Q5 polymerase reaction buffer

ss-dsDNA strands were created by filling in ssDNA templates (IDT DNA) with primer TCTGCTCTGCACTCGTAATAC (Eton Bioscience) at a ratio of 1:40 using 0.5 µL of Q5 High-Fidelity DNA Polymerase (NEB, M0491S) in a 50 µL reaction containing 1x Q5 polymerase reaction buffer (NEB, B9072S) and 2.5 mM each of dATP (NEB, N0440S), dCTP (NEB, N0441S), dGTP (NEB, N0442S), dTTP (NEB, N0443S). The reaction conditions were 98 °C for 30 s and then 4 cycles of: 98 °C for 10 s, 53 °C (1 °C s⁻¹ temperature drop) for 20 s, 72 °C for 10 s, with a final 72 °C extension step for 2 min. ss-dsDNA strands were purified using AMPure XP beads (Beckman Coulter, A63881) and eluted in 20 μL of water.

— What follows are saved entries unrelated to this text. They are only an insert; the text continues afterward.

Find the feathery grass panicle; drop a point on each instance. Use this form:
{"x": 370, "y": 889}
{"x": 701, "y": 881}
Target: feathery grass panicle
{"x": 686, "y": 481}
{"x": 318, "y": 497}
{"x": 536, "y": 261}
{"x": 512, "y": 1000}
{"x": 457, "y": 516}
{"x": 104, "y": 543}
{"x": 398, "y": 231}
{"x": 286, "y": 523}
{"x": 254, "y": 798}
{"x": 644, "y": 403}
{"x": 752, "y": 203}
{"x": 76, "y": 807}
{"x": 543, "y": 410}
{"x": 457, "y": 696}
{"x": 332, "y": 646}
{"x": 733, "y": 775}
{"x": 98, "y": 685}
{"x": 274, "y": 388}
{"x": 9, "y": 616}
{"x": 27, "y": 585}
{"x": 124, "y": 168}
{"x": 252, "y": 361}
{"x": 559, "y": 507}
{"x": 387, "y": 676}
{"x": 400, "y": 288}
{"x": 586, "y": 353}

First-strand synthesis was generated by mixing 5 µL of RNA with 500 nM of reverse primer in a 20 µL reverse transcription reaction (Bio-Rad, 1708897) containing 4 µL of reaction supermix, 2 µL of GSP enhancer solution, and 1 µL of reverse transcriptase. The mixture was incubated at 42 °C for 30 or 60 min, followed by a deactivation of the reverse transcriptase at 85 °C for 5 min. To generate ample product for gel electrophoresis analyses, the resultant cDNA was diluted 100-fold, and 1 µL was used as the template in a PCR amplification containing 0.5 µL of Q5 High-Fidelity DNA Polymerase (NEB, M0491S), 1x Q5 polymerase reaction buffer (NEB, B9072S), 0.5 uM of forward and reverse primer, 2.5 mM each of dATP (NEB, N0440S), dCTP (NEB, N0441S), dGTP (NEB, N0442S), dTTP (NEB, N0443S) in a 50 µL total reaction volume. The amplification conditions were 98 °C for 30 s and then 25 cycles of: 98 °C for 10 s, 55 °C for 20 s, 72 °C for 10 s with a final 72 °C extension step for 2 min. The products were assayed by gel electrophoresis and their concentrations were measured by Fragment Analyzer HS NGS Fragment Kit (Agilent Technologies Inc., DNF-474-0500).